Mais da metade da população das dez maiores capitais do Brasil (52%) aponta que a poluição do ar é o maior problema ambiental de sua cidade. Um terço diz ser a poluição sonora, outro terço as enchentes e alagamentos e 30% a poluição de rios e mares. É o que mostra a pesquisa “Viver nas Cidades: Meio Ambiente e Mudança Climática” do Instituto Cidades Sustentáveis, realizada pelo IPEC e lançada nesta semana.
Quanto aos maiores impactos, o calor excessivo foi o mais citado com a metade das respostas, seguido por poluição do ar e preço dos alimentos. A pesquisa permitia três escolhas por entrevistada (o).
A relação causa-efeito tem papel importante para o despertar da consciência no tema ambiental. A poluição do ar, por exemplo, é consequência de fatores como as emissões de gases por veículos, sobretudo os movidos a diesel, e responsável pelas doenças respiratórias que acometem, só na cidade de São Paulo, mais da metade da população. A mudança da frota de transporte coletivo para ônibus que não utilize combustível fóssil muito contribuirá para a solução deste grave problema.
Já as enchentes têm relação com a mudança de regimes de chuvas —provocada sobretudo pelo desmatamento— que gera inundações nas cidades da região sul e seca nas da região norte, fato previsto pela ciência há mais de década e não considerado pela maioria dos gestores públicos e privados. Neste caso, a gestão de riscos ambientais pelos municípios pode reduzir em muito o sofrimento da população.
Como vemos, todos esses temas podem ser objeto de ações do poder público. Não por outro motivo, oito em cada dez entrevistados acreditam que os prefeitos e vereadores têm muito a contribuir com o enfrentamento da mudança climática. Citam que devem ajudar no controle do desmatamento, na redução do uso do combustível fóssil, na ampliação das áreas de preservação ambiental e promover a destinação adequada dos resíduos sólidos.
É sempre bom lembrar que o tema ambiental tem guarda compartilhada. No âmbito global tem relação com as metas de redução de emissões assumidas pelos 196 países que assinaram em 2015 o Acordo de Paris, que estabeleceu como limite de aquecimento do planeta dois graus celsius até o final do século (preferentemente 1,5 grau).
Passados dez anos do Acordo, já alcançamos a meta ideal de 1,5 grau estabelecida para 2100. O que reafirma que nosso modelo de desenvolvimento é muito eficiente em antecipar metas: cumpriu em 10 anos o que estava previsto para 85 anos.
O prêmio que recebemos por esta eficiência vem embalado na forma de enchentes, secas, tufões, queimadas, entre outras catástrofes. E o que chama atenção é que a maioria dos investidores e agentes financeiros segue financiando projetos e produtos que não consideram o impacto ambiental, na crença de que não serão responsabilizados pelos problemas que provocam.
O petróleo e o gás são responsáveis por 70% do aquecimento global e, caso não haja uma forte redução de sua participação na matriz energética global, não conseguiremos resolver o problema. É neste contexto que a exploração de petróleo na foz do Amazonas deve ser analisada e, por isto, além dos riscos envolvidos, será um retrocesso se aprovada.

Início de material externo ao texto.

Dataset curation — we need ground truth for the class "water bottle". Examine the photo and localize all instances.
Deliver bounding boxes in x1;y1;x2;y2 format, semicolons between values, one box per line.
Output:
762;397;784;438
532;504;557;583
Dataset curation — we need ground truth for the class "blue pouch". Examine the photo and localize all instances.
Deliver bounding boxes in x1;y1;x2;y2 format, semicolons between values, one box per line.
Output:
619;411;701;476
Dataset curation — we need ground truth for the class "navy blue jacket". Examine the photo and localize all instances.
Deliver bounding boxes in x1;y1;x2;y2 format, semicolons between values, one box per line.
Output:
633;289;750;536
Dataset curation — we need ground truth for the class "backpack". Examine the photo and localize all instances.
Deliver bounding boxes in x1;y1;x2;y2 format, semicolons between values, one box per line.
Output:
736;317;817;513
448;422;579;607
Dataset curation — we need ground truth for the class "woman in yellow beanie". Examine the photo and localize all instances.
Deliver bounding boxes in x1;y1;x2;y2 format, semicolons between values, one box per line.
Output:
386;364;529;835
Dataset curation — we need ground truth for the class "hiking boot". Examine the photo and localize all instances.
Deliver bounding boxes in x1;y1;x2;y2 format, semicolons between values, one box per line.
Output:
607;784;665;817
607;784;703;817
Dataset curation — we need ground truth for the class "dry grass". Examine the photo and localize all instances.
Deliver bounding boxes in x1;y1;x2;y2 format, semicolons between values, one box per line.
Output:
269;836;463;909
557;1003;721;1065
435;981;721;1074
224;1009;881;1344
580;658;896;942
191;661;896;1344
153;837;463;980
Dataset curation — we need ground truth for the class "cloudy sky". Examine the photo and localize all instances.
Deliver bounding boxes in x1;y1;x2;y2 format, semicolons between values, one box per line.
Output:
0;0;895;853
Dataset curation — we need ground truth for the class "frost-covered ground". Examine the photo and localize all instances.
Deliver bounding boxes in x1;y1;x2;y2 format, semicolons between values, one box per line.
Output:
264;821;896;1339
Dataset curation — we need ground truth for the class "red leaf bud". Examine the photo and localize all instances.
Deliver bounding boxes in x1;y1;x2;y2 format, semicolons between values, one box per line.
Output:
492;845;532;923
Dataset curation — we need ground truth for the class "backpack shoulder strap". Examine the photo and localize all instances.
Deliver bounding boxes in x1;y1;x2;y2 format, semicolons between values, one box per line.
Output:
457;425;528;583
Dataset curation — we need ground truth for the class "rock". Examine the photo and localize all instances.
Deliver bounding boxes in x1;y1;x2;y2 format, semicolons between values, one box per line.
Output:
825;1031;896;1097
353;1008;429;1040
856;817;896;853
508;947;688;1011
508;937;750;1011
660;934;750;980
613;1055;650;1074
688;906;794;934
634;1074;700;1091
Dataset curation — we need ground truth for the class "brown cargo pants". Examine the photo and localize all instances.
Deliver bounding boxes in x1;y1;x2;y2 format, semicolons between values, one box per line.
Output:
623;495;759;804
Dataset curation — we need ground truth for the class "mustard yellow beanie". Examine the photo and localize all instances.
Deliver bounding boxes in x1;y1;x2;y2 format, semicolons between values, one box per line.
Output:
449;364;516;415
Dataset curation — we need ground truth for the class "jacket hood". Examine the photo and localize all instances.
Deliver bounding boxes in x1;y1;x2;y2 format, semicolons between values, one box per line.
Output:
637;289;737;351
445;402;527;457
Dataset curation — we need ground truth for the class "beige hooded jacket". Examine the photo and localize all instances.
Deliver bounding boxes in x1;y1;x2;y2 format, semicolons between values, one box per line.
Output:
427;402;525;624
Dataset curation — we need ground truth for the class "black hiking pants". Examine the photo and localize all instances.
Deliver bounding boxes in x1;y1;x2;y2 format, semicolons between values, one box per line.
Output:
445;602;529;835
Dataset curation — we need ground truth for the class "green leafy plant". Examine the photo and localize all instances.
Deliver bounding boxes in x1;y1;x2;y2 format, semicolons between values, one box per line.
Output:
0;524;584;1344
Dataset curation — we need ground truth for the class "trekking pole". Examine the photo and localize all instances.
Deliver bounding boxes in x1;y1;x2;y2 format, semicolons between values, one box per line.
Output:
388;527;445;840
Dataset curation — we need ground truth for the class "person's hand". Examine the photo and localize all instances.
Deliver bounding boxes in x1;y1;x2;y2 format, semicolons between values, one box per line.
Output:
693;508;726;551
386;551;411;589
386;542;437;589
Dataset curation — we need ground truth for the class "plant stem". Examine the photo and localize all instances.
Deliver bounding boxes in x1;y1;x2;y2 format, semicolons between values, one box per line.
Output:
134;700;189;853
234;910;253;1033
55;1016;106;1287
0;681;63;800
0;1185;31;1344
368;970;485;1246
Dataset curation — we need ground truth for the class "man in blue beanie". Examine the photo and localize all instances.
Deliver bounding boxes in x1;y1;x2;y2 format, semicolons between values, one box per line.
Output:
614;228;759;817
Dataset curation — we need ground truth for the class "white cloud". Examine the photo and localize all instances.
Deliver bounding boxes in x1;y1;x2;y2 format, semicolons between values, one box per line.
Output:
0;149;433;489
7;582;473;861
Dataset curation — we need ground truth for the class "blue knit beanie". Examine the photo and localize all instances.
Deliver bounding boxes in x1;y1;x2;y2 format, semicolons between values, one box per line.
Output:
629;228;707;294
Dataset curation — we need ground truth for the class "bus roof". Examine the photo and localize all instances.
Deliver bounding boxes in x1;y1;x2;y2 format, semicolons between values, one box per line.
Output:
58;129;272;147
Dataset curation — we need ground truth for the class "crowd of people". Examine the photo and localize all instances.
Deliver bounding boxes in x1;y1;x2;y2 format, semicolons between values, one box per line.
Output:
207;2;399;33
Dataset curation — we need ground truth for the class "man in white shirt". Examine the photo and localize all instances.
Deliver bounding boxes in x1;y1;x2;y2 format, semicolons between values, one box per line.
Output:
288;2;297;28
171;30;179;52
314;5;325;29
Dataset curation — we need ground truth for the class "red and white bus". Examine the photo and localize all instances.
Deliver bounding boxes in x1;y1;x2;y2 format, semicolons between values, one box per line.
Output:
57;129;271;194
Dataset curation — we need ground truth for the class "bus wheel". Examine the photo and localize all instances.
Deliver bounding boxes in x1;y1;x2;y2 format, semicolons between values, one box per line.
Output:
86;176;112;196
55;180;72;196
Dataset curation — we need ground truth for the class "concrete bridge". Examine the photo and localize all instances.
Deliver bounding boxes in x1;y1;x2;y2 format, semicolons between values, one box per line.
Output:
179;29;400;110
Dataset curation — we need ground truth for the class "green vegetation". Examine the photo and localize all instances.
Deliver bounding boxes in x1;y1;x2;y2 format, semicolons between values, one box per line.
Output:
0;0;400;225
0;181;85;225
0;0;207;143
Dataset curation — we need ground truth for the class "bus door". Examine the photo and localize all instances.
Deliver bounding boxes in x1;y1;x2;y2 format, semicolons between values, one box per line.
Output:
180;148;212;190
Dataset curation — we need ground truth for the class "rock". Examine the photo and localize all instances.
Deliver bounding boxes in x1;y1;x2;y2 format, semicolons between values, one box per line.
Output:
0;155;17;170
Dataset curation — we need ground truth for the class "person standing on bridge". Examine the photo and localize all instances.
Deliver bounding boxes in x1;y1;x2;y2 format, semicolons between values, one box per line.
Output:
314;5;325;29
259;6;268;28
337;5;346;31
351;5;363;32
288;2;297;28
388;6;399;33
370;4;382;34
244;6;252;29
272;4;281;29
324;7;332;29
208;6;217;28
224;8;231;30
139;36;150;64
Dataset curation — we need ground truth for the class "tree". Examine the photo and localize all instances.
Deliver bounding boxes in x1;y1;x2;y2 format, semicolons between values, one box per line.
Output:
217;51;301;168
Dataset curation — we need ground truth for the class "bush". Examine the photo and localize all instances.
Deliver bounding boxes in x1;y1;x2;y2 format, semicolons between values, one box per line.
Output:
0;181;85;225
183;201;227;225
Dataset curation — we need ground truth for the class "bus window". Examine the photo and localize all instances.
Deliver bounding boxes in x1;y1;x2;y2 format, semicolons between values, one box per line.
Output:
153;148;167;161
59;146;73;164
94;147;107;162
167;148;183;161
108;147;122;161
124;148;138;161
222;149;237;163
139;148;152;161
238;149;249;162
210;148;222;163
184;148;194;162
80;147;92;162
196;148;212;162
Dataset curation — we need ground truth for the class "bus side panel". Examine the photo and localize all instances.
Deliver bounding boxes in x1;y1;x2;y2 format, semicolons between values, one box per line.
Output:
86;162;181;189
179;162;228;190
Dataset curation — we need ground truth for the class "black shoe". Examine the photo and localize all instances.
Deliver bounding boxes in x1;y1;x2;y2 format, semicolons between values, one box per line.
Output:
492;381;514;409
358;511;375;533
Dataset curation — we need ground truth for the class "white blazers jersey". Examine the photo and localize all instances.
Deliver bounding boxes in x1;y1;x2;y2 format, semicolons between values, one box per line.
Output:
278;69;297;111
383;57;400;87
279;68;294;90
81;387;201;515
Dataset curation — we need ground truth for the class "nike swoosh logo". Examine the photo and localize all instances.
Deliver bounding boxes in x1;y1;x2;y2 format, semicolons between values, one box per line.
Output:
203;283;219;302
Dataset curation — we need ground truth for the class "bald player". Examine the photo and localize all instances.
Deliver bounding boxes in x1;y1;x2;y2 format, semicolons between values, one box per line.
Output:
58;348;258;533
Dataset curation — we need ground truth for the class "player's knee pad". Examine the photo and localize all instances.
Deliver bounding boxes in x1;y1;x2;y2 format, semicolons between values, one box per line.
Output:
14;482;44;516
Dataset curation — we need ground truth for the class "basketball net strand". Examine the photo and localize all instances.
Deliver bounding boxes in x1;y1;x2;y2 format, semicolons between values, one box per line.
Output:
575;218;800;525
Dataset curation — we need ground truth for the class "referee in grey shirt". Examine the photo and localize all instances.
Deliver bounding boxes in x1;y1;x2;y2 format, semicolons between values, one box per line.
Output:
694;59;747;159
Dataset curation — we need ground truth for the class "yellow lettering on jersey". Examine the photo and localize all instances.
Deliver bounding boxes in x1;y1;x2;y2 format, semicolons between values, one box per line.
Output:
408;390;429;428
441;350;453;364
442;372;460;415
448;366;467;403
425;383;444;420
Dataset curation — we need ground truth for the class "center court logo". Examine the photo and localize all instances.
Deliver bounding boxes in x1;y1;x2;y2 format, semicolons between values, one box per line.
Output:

Se no mundo o maior desafio ambiental são os combustíveis fósseis, no Brasil é o desmatamento. Por isso a importância da redução do desmatamento e da preservação da biodiversidade. Mas, lamentavelmente, na contramão de todos os compromissos e de todas as recomendações, o senado brasileiro acaba de aprovar o PL do desmatamento, também conhecido como PL da devastação, que flexibiliza regras de licenciamento ambiental, altera a proteção de territórios indígenas e quilombolas e reduz a reserva legal da Amazônia de 80% para 50%.
Neste contexto, a pesquisa pode ser encarada como um manifesto silencioso da população em relação aos desafios ambientais que temos pela frente. Ela aponta para uma aplicação do nível de consciência da sociedade com a inconteste defesa da preservação do meio ambiente, relacionando com os impactos que tem sofrido. Em ano de COP30, é uma mensagem e tanto para aqueles que têm o poder de fato para enfrentar a emergência climática.